題名のない雑記帖

まだまだ道半ば。今はまだタイトルをつける時じゃない。

昭和の町工場


工場工場と書いていたが、昭和の町工場といった方が伝わり易いかもしれない。
実際わたしが配属された窓抜きの機械はデザインからして昭和感満載だし、もう部品もないから壊れたら使えなくなるシロモノらしい。

3台あるのだが、それぞれ壊れかけというかガタがきていて、あちこち歪んでいた。
そう、この歪みもあって型替えが大変なのだ。

ネジやらあちこちが歪んでいるので、突き当ての右側が合ったと思ったら左側が0.2ミリ上がってる、又は下がってる。歪みを加味したつもりで金槌で叩くと今度は叩き過ぎで右が下がる。こんなことの繰り返しで、この0.2ミリを合わせるのに1時間半格闘したりして本当に頭がおかしくなりそうだった。

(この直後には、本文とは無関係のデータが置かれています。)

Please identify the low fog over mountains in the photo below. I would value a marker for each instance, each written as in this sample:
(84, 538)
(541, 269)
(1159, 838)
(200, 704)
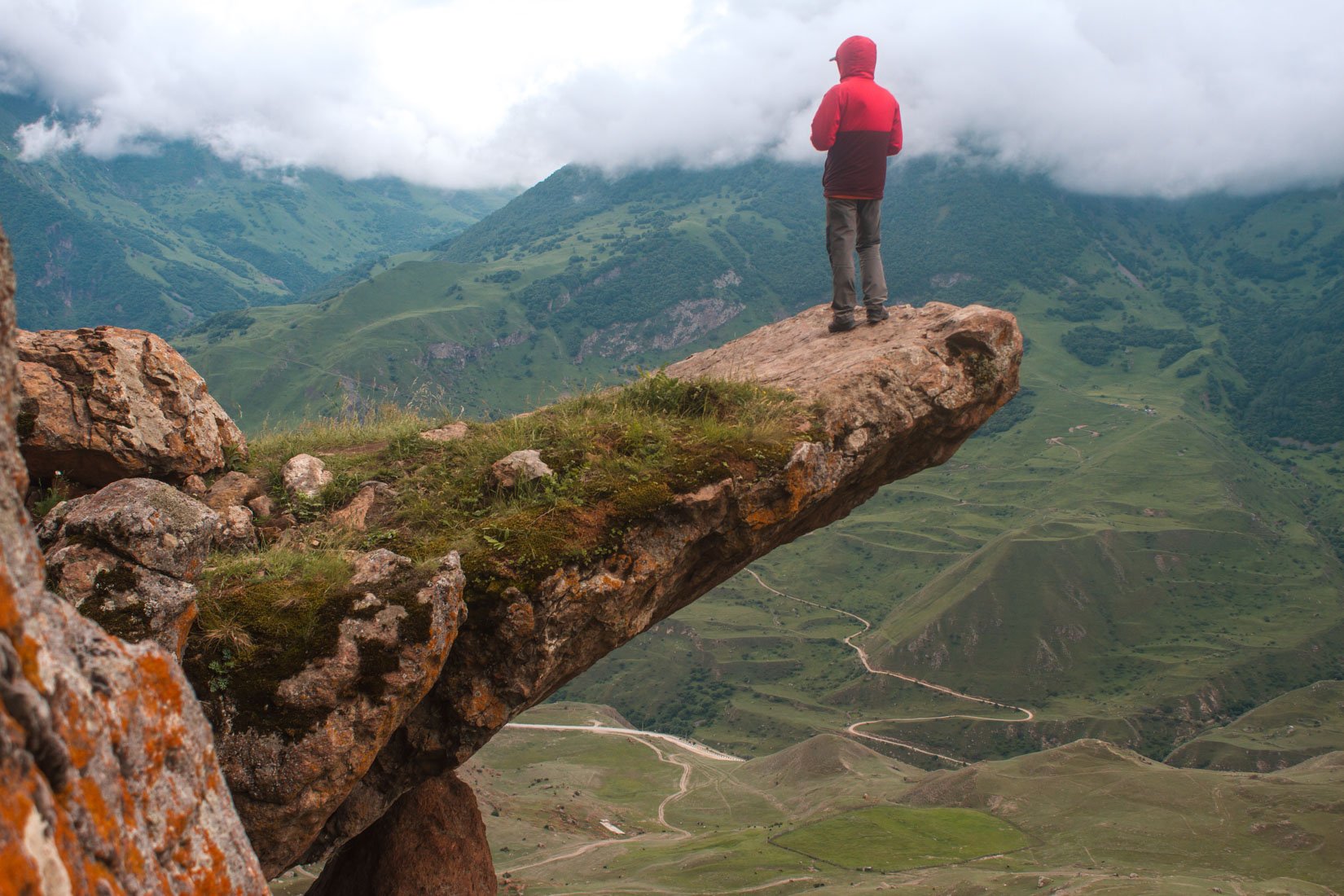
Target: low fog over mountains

直属の先輩以外のもっと上の人達も見かねてコツを教えてくれたり、直属の先輩もわたしがおかしなところに拘ったり躓いたりするので、こんなわたしにも理解できるようにと毎日あの手この手で教えて下さった。
先輩も一体どうしたらコイツが出来るようになるんだと、相当頭を悩ませていたことと思う。
毎日胃の辺りを撫ででいたので、軽く雑談ができるようになった頃にわたしのせいですかと聞いたことがある。
氣を遣ってくれたのかもしれないが、こんなのは全然可愛いもので、もっと大変なことはいっぱいあったし出勤途中で倒れて救急車で運ばれたことが2回あると言っていた。

でもわたしに教えるのは相当難儀しただろうなと今でも申し訳なく思う。

この先輩には本当にお世話になったし、この人が教育係でわたしは本当に幸運だったと思う。
今後わたしが人に何かを教える時にはこの人のように出来たらいいなと、人間性も色々と学ばさせて頂いた。

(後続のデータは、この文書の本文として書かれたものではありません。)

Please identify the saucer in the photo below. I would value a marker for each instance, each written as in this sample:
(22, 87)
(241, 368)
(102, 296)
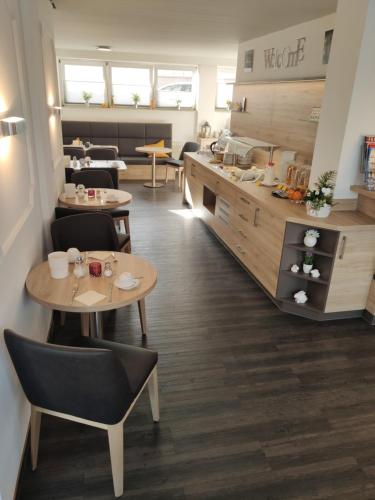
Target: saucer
(130, 287)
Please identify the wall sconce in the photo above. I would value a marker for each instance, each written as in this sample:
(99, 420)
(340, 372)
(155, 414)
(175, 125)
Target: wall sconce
(12, 125)
(55, 110)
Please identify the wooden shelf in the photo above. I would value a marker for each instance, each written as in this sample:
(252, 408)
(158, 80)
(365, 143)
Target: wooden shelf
(305, 277)
(307, 305)
(363, 191)
(303, 248)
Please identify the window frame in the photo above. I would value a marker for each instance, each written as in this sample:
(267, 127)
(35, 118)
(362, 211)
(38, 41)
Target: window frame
(82, 62)
(220, 108)
(120, 64)
(194, 81)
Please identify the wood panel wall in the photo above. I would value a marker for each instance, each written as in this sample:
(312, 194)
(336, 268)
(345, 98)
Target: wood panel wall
(279, 113)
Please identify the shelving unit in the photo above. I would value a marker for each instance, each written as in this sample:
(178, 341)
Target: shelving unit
(293, 253)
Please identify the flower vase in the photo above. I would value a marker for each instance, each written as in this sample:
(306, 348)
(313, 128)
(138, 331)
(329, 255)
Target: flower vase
(310, 241)
(321, 212)
(307, 268)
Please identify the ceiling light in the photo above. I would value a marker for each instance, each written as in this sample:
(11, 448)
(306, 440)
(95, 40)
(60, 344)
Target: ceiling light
(12, 125)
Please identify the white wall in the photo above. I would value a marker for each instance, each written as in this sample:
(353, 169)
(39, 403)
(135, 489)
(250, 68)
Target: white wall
(24, 177)
(310, 67)
(349, 101)
(185, 123)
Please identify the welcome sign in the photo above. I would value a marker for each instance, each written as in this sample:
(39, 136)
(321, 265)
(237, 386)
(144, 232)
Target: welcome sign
(286, 57)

初めて型替えを自分一人で最後まで出来た時は嬉しかったが、時計を見ると2時間半かかっていた。
最終的に30分で出来るようにならないといけない。慣れたら時間が縮められるのかもしれない、でも出来るようになってる自分を全然イメージできない…。

それでも5分でも10分でも前日より早く終わらせられるようにと、ひたすらそれを目標に取り組む毎日だった。